Islam, festa del sacrificio In settecento al Palasport

Celebrazione simile alla Pasqua: «Gli agnelli vengono uccisi solo al macello» La richiesta per il prossimo anno: «Vogliamo farla in una piazza della città»


di Alan Conti


BOLZANO. «È la vostra Pasqua». Il parallelismo fa la sua comparsa tra le primissime frasi di tutti gli islamici che ieri avevano voglia di raccontarti che cosa stessero festeggiando. Tanti, in realtà, spalancano un sorriso davanti alla curiosità: hanno una discreta voglia di spiegare che la festa del sacrificio non è solo una mattanza di agnelli. Anche in questo, poi, non troppo distante dalla Pasqua.

Palasport di via Resia. Il tempio del volley, la casa del Festival Studentesco e la palestra quotidiana di almeno una dozzina di sport per una mattina si trasforma in qualcosa di molto simile a una moschea. Per carità, senza scatenare la polemica politica ma la sensazione di fronte a 700 fedeli piegati in preghiera sui tappetini di fronte all’imam arrivato da Verona è quella. Ordinati ma non troppo perché comunque è una festa quindi i bambini si rincorrono lungo il parquet. Alcuni giocano anche a calcio nei corridoi: d’altronde è pur sempre il Palasport. Confusione, ma con una carica spirituale evidente.

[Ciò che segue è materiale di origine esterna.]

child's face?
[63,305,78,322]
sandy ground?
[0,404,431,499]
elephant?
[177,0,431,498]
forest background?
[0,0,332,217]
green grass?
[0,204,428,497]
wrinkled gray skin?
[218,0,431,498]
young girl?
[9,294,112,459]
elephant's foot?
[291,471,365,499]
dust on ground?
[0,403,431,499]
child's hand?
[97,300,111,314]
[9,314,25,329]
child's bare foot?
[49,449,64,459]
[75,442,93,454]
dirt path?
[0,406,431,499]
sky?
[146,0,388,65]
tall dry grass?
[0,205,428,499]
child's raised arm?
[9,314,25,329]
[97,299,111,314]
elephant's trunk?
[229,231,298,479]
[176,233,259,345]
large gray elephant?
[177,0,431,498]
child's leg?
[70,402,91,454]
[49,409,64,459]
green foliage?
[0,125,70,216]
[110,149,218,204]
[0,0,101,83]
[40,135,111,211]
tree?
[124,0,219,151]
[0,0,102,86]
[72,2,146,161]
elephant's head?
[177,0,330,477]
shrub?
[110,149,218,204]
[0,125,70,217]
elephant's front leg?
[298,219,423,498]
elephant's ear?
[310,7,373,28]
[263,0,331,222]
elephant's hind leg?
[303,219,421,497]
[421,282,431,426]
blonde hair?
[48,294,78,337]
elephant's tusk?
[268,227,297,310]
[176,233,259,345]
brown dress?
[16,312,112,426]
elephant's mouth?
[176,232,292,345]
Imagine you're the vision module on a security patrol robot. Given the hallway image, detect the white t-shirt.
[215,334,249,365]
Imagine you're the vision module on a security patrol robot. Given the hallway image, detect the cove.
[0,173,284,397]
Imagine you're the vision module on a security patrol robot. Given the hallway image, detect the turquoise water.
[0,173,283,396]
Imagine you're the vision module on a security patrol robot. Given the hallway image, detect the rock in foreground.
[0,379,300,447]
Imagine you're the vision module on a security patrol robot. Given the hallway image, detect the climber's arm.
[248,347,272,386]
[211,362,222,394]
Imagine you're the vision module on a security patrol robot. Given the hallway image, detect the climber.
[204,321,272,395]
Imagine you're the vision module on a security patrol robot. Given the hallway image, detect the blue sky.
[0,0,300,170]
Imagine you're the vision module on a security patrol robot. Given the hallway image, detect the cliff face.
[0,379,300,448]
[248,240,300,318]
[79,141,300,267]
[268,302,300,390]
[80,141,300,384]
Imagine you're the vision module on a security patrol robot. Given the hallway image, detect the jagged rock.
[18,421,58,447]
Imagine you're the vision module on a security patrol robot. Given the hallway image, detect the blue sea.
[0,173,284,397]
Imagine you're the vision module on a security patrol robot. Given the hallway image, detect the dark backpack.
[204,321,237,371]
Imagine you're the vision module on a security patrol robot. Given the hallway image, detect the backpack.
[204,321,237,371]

Assodato che la festa è molto simile alla Pasqua, forti di questa certezza, chiediamo di entrare più nel dettaglio a Hassan Ougdoud dell’associazione Famiglie Magrebine di Bolzano. «Questa ricorrenza (Id Al Adha in arabo) ricorda il sacrificio sostitutivo effettuato con un montone da Abramo, del tutto obbediente e disposto a sacrificare a Dio persino suo figlio Ismaele prima di venire fermato dall’angelo. Celebriamo lui così come celebriamo tutti i profeti». Questo, dunque, il significato strettamente religioso, ma come si traduce nella vita di tutti i giorni? «Il senso di questa festa è quella della condivisione in un concetto rafforzato di comunità. Di fatto si celebra la predisposizione che ogni fedele deve avere per la collettività. È esattamente questo che l’imam spiega e cerca di trasmettere. Noi abbiamo scelto di ospitare l’imam di Verona perchè ha una profondità di interpretazione superiore grazie a una preparazione invidiabile». Come ci si prende cura della comunità? «È qui che entra in gioco l’agnello. Nella storia non tutte le classi sociali potevano permettersi la carne quindi dividerla è un segno di compartecipazione di una ricchezza. Oltretutto collegata a una funzione vitale come il mangiare. Per tradizione, comunque, l’agnello viene diviso in tre parti: un terzo per se stessi, un terzo per la famiglia e u n terzo per i bisognosi». Ecco, i cristiani a Pasqua mica se lo mangiano tutto. «Ma è innegabile che i cattolici abbiano modificato maggiormente le proprie tradizioni religiose modellandole sui cambiamenti della società. Noi rimaniamo più collegati alle pratiche più antiche. Non è un giudizio di merito, ma una constatazione». Come la mettiamo con lo sgozzamento? «Quello non accade. Direi che la procedura che seguiamo a Bolzano esclude queste cose». Spieghiamola. «Certo. Nei giorni antecedenti la festa le famiglie possono andare dagli allevatori a scegliersi l’agnello che viene poi portato al macello. L’uccisione, alla presenza dei veterinari e secondo le procedure islamiche, avviene solo all’interno del macello. L’unica condizione è che sia compiuta solo dopo la chiusura della preghiera». Quindi dalle 10 di ieri mattina in poi. «Esattamente. Ci mettiamo in fila, ritiriamo l’animale lavorato e poi lo dividiamo con chi ne ha biosogno». Anche con i bisognosi di altre religioni? «Guardi, i nostri imam ci dicono che se io ho un vicino di casa che soffre la fame e non l’aiuto compio peccato. Qualsiasi sia la sua origine, età, sesso o credo».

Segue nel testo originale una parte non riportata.